Education Disconnect

October 24, 2008

I remember when I first read the book Summerhill, which is about a school in the North of England. It describes a school with many rules democratically generated by the students and teachers in a non-sham direct democracy system. And the students learn of their own accord, with untampered wills. When they seek knowledge teachers facilitate. They are never coerced by the teachers into learning a subject. If the child does not wish to attend classes, he or she doesn’t. The people who think it would be a never ending summer vacation of apathy underestimate the ability of a person to self direct and the desire to learn about the world when the passion of curiosity strikes.

Part of why it’s hard to fix the system is that the system breaks so many. If we get disheartened by the slowness of educational change, it’s because every repair of the education system must align with a personal repair to ourselves.

Here is an interesting video on the disconnect between the classroom and the student:

Cultural Neoteny

June 24, 2008

Neoteny is the biological retention of juvenile traits into the adult stage. Neoteny occurs in all sorts of animals. For example, some salamanders retain their juvenile gills into maturity. I think neoteny occurs in human culture as well. We have been unconsciously favoring immature behavior in adulthood.

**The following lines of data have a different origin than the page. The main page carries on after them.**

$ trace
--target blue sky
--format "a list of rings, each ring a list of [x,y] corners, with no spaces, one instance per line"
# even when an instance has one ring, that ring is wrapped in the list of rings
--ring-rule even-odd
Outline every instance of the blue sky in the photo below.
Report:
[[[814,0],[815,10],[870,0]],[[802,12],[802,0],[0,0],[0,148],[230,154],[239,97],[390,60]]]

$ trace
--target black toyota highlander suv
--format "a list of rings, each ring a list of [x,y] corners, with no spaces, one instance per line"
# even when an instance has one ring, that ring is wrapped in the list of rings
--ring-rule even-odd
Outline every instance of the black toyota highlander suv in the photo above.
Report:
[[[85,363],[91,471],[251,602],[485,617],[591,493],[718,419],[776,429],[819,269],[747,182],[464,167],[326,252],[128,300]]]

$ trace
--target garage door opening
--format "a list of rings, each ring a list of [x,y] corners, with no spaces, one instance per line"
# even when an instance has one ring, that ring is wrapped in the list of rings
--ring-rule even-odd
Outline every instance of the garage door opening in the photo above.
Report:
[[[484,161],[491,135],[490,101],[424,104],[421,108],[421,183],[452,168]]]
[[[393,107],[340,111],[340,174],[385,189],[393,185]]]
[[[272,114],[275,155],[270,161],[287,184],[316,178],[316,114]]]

Childhood is a recent invention. Before a certain point in history, children were depicted as miniature adults. Over the course of time, we’ve started to think of childhood as its own set of time, with its own set of needs. Childhood is manifold with activities that have become a larger percentage of the human lifespan.

The period of sexual reproduction is now in the latest period of a woman’s reproductive cycle. Accordingly, marriage has been pushed farther and farther. And it is now quite acceptable for people to forgo marriage. A person can go thirty or more years before having babies.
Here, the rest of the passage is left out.